Please read Part 1 before continuing if you have not already.
I have received two main questions on my model of Europe, so I will briefly address those here.
From Part 1:
Model Assumptions:
10% prevalence (probably low, large-scale studies suggest 14% in Italy and 13.8% in the U.S. with prevalence trending higher).
The 6 countries with Rx approval will switch to OTC approval as real-world data on the product becomes available.
No inclusion of the U.K., Germany, or other European markets to be pursued later.
An average of 4 infected nails per patient (the mean number of infected nails was found to be 4.4 in a Polish study).
An average of 0.03 ml of product per nail per day from a 5 ml tube.
270 million total inhabitants across the 13 approved countries.
48-week treatment course with once-daily applications (8 units per treatment course on average).
$3M in annual opex based on Q1 2024 opex, annualized and rounded up.
Corporate tax rate of 20.6%.
Why did you take 14% of MSRP as your central case for a gross profit rate?
This rate is equivalent to a 14% royalty on the product sold at full price (399 SEK)—revenue to the company minus COGS.
The terms of the licensing deals have not been disclosed, but this is what we know:
The ex-factory price will be €15 (166 SEK at the time of writing) in Europe—the revenue split between Moberg, the partner, and COGS.
Gross margin is 60% in Sweden.
Sweden will have a slightly higher gross margin than RoE because Moberg is helping Allderma with marketing spend.
Given those knowns, I am assuming Europe will have an average gross margin of 50%, and I am assuming the gross profit split with Bayer will be even, which implies an even split between the three of 166 SEK.
55.3 SEK to COGS
55.3 SEK to Bayer
55.3 SEK to Moberg
55.3/399 = 13.9%
That is where the 14% comes from. I believe it passes the sanity check.
Why did you use 3-7% as a range for the rate of EU TAM capture for MOB?
In Part 1, I estimated treatment rates in prescription markets to be 3-5%. If Rx treatment rates translated one-for-one to OTC treatment rates, 3-7% would be a very aggressive range, requiring total market dominance plus treatment rate expansion.
However, OTC treatment rates should be markedly higher than Rx rates for the following reasons:
Most people are ashamed of their onychomycosis and would be more likely to treat it if they could skip a conversation with the doctor and get it straight off the shelf or delivered to their doorstep.
Compared to prescription drugs, OTC drugs have far less stringent regulations around advertising in the EU. You can market an OTC product.
There is potential for misdiagnosis by patients. "Only about half of nail problems labeled as being fungal infections actually are." A lab test or experienced doctor would identify these cases and prevent a prescription from being written, but a self-diagnosing patient might try an OTC treatment for anything that looks fungus-like. In effect, the OTC TAM is higher than the Rx TAM.
So, OTC jurisdictions should see higher treatment rates than 3-5%, but how much higher? It is impossible to say for sure, but there is one good OTC-switching comp with high-quality data that can give a rough idea.
In 1996, the FDA approved three nicotine replacement therapies for OTC sale, which were formerly prescription only. A 1997 study found that “use of the medications [had] increased by 152% compared with prior prescription use”. The same product had 2.5x better market penetration under an OTC regime.
If OTC treatment rates were 7.5%-12.5% for onychomycosis, a 5% market penetration rate for MOB-15 would represent a 40%-67% market share.

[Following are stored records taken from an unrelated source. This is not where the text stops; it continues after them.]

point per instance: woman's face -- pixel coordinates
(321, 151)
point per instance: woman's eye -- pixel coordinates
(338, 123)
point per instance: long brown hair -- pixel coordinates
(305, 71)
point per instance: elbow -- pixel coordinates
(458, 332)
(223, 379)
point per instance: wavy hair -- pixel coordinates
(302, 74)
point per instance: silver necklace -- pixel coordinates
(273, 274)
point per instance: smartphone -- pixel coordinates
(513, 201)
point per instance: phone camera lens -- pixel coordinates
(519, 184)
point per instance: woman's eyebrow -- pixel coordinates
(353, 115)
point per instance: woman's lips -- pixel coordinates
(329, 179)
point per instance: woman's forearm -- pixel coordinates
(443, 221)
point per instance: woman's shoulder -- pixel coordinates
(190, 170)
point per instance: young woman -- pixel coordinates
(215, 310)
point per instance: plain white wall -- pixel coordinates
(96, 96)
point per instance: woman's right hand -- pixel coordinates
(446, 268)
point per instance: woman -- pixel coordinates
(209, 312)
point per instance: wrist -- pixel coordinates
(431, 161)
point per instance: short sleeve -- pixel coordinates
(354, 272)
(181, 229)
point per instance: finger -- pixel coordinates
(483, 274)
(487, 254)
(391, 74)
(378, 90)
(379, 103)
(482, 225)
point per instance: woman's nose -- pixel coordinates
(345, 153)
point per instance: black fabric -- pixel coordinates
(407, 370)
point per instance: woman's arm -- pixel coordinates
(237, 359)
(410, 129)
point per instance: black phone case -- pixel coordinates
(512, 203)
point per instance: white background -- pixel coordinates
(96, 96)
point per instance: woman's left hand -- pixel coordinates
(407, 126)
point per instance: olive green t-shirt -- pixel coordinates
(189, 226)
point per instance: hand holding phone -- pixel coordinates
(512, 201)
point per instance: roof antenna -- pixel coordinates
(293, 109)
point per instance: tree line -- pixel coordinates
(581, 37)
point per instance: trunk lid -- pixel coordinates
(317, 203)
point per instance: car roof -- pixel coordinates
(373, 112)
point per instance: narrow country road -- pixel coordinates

That is plenty doable for a treatment entering an OTC market with NO COMPETITORS THAT ACTUALLY KILL THE FUNGUS. All the fungicidal products are prescription-only. In Sweden, for example, the incumbent market leader was Nalox, which doesn’t contain a fungicide (e.g., terbinafine or efinaconazole).
In one month of advertising, Terclara became the market leader at 36% share and drove 52% market growth YoY. There is no competition in OTC markets.
I believe Moberg should comfortably be able to treat 3-7% of onychomycosis cases in OTC markets.
Remember, Europe is just a piece of the puzzle, and if you can comfortably justify buying the company based on this geography alone, it qualifies as a “screaming buy”. We have yet to even touch the U.S., which will ultimately be the primary profit engine.
If you feel your time was well spent reading my work, please share.
Thanks for reading,
Sharpe
I hold a material investment in Moberg Pharma. My positioning may change at any time and without notice.
I do not work for the company in any capacity.
I write for informational purposes only; nothing written should be misconstrued as financial advice.
why do you think gross profit split b/w Bayer and MOB will be even? Thank you
Why do you go with the current label, as opposed to the US trial dosing regimen? (8 week daily + 40 week weekly application?)